3eb7988a1663 1 hour ago
Datapoints like this really make me reconsider my daily driver. I should be running one of those $300 mini PCs at <20W. With ~flat CPU performance gains, would be fine for the next 10 years. Just remote into my beefy workstation when I actually need to do real work. Browsing the web, watching videos, even playing some games is easily within their wheelhouse.
[-]
- ekropotin 1 hour ago
  As experiment, I decided to try using proxmox VM with eGPU and usb bus bypassed to it, as my main PC for browsing and working on hobby projects.
  It’s just 1 vCPU with 4 Gb ram, and you know what? It’s more than enough for these needs. I think hardware manufactures falsely convinced us that every professional needs beefy laptop to be productive.
- reactordev 14 minutes ago
  I went with a beelink for this purpose. Works great.

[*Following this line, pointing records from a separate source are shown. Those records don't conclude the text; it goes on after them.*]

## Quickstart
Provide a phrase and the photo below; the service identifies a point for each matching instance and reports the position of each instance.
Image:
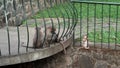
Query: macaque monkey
(39, 36)
(84, 42)
(51, 37)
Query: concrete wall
(15, 11)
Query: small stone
(101, 64)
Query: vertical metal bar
(39, 4)
(14, 4)
(7, 27)
(109, 30)
(0, 53)
(68, 17)
(24, 16)
(37, 30)
(48, 12)
(94, 24)
(116, 32)
(80, 23)
(57, 17)
(87, 21)
(102, 25)
(63, 20)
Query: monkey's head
(51, 29)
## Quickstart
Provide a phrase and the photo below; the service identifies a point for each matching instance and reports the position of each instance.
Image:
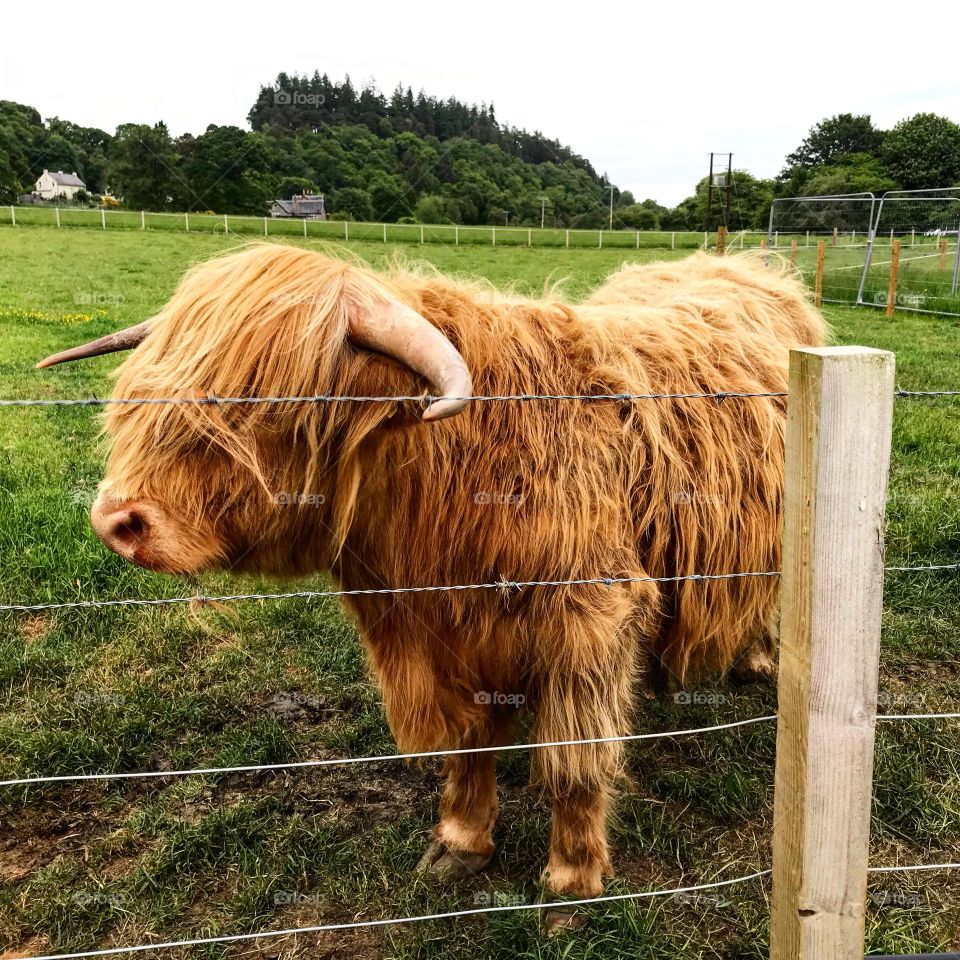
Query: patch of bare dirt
(35, 628)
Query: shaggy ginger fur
(506, 491)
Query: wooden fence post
(839, 417)
(721, 240)
(894, 270)
(821, 253)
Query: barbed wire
(393, 921)
(455, 914)
(425, 755)
(351, 761)
(420, 398)
(926, 393)
(502, 585)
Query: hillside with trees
(415, 157)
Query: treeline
(416, 157)
(403, 158)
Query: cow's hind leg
(462, 842)
(584, 693)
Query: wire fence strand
(421, 398)
(423, 755)
(393, 921)
(346, 761)
(502, 585)
(455, 914)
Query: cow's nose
(123, 528)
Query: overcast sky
(645, 92)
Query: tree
(431, 208)
(353, 202)
(229, 172)
(924, 152)
(143, 166)
(636, 216)
(854, 173)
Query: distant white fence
(419, 233)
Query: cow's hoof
(441, 861)
(559, 917)
(756, 667)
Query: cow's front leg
(463, 839)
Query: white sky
(645, 92)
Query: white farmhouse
(51, 185)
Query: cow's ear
(394, 329)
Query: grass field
(104, 865)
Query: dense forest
(414, 157)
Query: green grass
(100, 865)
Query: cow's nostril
(129, 530)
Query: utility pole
(706, 214)
(729, 186)
(727, 192)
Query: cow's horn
(111, 343)
(403, 334)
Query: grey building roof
(300, 205)
(65, 179)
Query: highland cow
(458, 491)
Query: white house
(51, 185)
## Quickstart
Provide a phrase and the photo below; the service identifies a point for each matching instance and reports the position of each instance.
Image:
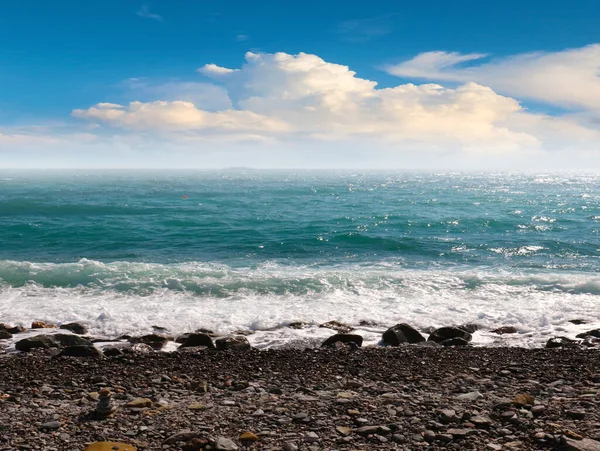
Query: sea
(255, 251)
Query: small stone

  Keeps the desk nice and tidy while “the beasts” roar in a soundproofed closet.
jonahbenton 2 hours ago
So glad someone did this. Have been running big gpus on egpus connected to spare laptops and thinking why not pis.
Wowfunhappy 1 hour ago
I really would have liked to see gaming performance, although I realize it might be difficult to find a AAA game that supports ARM. (Forcing the Pi to emulate x86 with FEX doesn't seem entirely fair.)
[-]
- 3eb7988a1663 1 hour ago
  You might have to thread the needle to find a game which does not bottleneck on the CPU.
kristjansson 47 minutes ago
Really why have the PCI/CPU artifice at all? Apple and Nvidia have the right idea: put the MPP on the same die/package as the CPU.
[-]
- bigyabai 25 minutes ago
  > put the MPP on the same die/package as the CPU.
  That would help in latency-constrained workloads, but I don't think it would make much of a difference for AI or most HPC applications.
lostmsu 27 minutes ago
Now compare batched training performance. Or batched inference.
Of course prefill is going to be GPU bound. You only send a few thousand bytes to it, and don't really ask to return much. But after prefill is done, unless you use batched mode, you aren't really using your GPU for anything more that it's VRAM bandwidth.